Saat Belanda bersikukuh melancarkan agresi militer kepada Indonesia sekalipun RI telah merdeka, para tokoh Muslim ini pun tampil untuk melawan. Fatwa resolusi jihad pun dikeluarkan oleh KH Hasyim Asy'ari.

Kiai Abbas ikut tampil di garis terdepan menuju Surabaya. Dalam perlawanan fisik langsung seperti ini, banyak kaum cendekiawan Muslim yang gugur, tetapi tak pernah mematahkan semangat para mujahid yang berjuang demi tegaknya kemerdekaan RI dan Islam.

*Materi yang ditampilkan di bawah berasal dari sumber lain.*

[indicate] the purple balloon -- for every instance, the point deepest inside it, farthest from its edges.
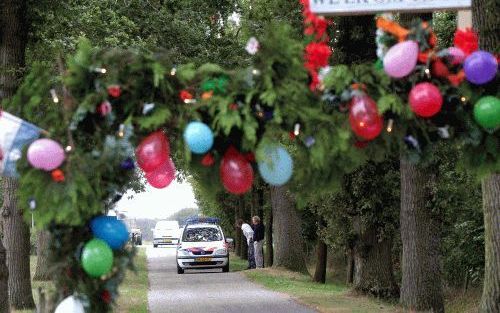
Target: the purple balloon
(480, 67)
(45, 154)
(455, 55)
(401, 59)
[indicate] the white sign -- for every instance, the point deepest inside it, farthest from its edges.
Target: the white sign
(353, 7)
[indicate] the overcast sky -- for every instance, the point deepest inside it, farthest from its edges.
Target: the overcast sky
(158, 203)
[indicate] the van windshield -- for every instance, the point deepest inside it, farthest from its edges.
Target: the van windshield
(202, 234)
(167, 225)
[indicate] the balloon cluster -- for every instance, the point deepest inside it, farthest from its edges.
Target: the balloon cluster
(97, 254)
(462, 61)
(153, 157)
(237, 173)
(47, 155)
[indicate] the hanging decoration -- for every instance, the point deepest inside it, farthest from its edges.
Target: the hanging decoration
(97, 258)
(199, 137)
(111, 230)
(46, 154)
(162, 176)
(487, 112)
(425, 99)
(401, 59)
(317, 52)
(480, 67)
(236, 172)
(276, 167)
(364, 118)
(153, 151)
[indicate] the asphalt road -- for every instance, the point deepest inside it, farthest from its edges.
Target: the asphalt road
(208, 291)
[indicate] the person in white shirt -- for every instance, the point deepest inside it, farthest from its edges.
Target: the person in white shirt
(248, 233)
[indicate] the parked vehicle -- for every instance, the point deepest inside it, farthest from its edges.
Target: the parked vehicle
(136, 236)
(202, 246)
(166, 233)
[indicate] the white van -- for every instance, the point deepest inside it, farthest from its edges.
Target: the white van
(166, 233)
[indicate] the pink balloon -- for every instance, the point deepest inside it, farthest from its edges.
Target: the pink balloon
(401, 59)
(162, 176)
(153, 151)
(45, 154)
(456, 55)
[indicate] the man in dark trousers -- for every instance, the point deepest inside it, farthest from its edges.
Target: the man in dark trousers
(258, 241)
(248, 233)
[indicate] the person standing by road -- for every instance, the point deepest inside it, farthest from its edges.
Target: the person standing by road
(248, 233)
(258, 241)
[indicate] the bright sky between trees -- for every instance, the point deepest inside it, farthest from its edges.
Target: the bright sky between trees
(158, 203)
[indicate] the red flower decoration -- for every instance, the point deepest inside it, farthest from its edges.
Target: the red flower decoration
(439, 69)
(317, 55)
(208, 160)
(361, 144)
(58, 176)
(250, 156)
(104, 108)
(114, 91)
(467, 40)
(185, 95)
(106, 296)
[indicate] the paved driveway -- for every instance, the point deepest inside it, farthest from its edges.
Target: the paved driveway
(208, 292)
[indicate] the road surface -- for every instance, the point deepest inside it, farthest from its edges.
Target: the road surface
(208, 291)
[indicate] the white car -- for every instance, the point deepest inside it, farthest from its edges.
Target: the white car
(166, 233)
(202, 246)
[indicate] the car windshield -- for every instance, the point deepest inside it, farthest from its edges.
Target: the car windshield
(202, 234)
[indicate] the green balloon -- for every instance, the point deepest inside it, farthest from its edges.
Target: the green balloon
(97, 258)
(487, 112)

Pada masa kemerdekaan, Kiai Abbas diangkat sebagai anggota Komite Nasional Indonesia Pusat (KNIP) yang kedudukannya sebagai DPR sementara. Ia menjadi perwakilan para ulama dari Jawa Barat.

Pada 1 Rabiul Awal 1365 H atau 1946, Kiai Abbas mengembuskan napas terakhir. Ia sangat terpukul setelah mendengar penandatanganan Perjanjian Linggarjati yang banyak merugikan bangsa Indonesia.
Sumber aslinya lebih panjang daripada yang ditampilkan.